I’d never heard of Vitamin G until today, but Eudigolbin, a product in the historic apothecary at Shelburne Museum in Shelburne, Vermont, lists it. Turns out it was demoted from a vitamin to a micronutrient, and now we call it riboflavin or B2.
Eudiglobin, suitable for children, older children, and adults alike, is a remedy for anemia, and besides Vitamin G and Vitamin B, both to “increase the tonic effect,” it contains Iron and Ammonium Citrates (aka ferrous ammonium citrate, also an ingredient in the Scottish soft drink Irn-Bru), Manganese Citrate (now used in a some supplements for osteoarthritis), Red Bone Marrow in a Glycerin Extract, a paste of Liver Concentrate (“ratio to Fresh Liver 1:20”), and Malt Extract Syrup — all in a “palatable Sherry Wine base” with an alcohol content of 17%.
It was advertised at the time (1940s) as “a good picker-upper.” Vitamin Get-Up-&-Go? Giddy-Up? Gyre & Gimble?
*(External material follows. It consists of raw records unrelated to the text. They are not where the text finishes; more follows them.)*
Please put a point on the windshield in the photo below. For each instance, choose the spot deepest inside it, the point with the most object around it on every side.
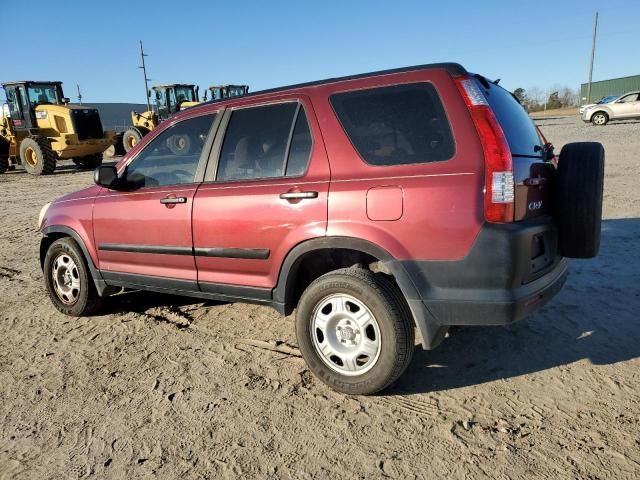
(185, 94)
(607, 99)
(40, 93)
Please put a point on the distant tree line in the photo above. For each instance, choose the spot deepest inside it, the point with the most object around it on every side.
(535, 98)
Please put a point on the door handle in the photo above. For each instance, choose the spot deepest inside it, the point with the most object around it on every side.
(298, 195)
(173, 200)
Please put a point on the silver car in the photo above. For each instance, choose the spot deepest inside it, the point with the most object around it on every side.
(607, 99)
(624, 108)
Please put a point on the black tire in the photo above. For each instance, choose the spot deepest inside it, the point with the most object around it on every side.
(578, 199)
(392, 316)
(600, 118)
(87, 301)
(179, 144)
(131, 137)
(36, 155)
(89, 162)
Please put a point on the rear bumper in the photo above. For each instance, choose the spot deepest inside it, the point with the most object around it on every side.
(511, 271)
Dr Williams’ Pink Pills for Pale People, according to Wikipedia, was an over-the-counter drug that contained ferrous sulfate and magnesium sulfate and “claimed to cure chorea, referenced frequently in newspaper headlines as ‘St. Vitus’ Dance,’ as well as ‘locomotor ataxia, partial paralyxia, seistica, neuralgia rheumatism, nervous headache, the after-effects of la grippe, palpitation of the heart, pale and sallow complexions, [and] all forms of weakness in male or female.'”
I could easily have spent another hour in the apothecary, reading each and every label.
This combo of Bliss Native Herbs (center) looks intriguing: Aloe, licorice, mandrake, gentian, burdock, cayenne pepper, uva ursi (bearberry), galangal (an Asian ginger), and buchu (a South African plant whose leaf is used to treat UTIs and kidney infections, among other things). It’s a laxative that’s supposed to help kidney, liver, and stomach function.
Happy little shelf: A little strychnine, a little belladonna (aka deadly nightshade), a little nux vomica (strychnine is derived from the seeds of the Indian tree Strychnos nux-vomica), a little colocynth … the last of which was banned by the FDA in 1991: “Taking even very small amounts of colocynth can cause severe irritation of the stomach and intestine lining, bloody diarrhea, kidney damage, bloody urine, and inability to urinate. Other side effects include convulsions, paralysis, and death. There have been reports of death following ingestion of just 1-1/2 teaspoons of the powder.”
All of these and many more were fascinating to me, in “sharp” contrast to the collection of 600 straight razors.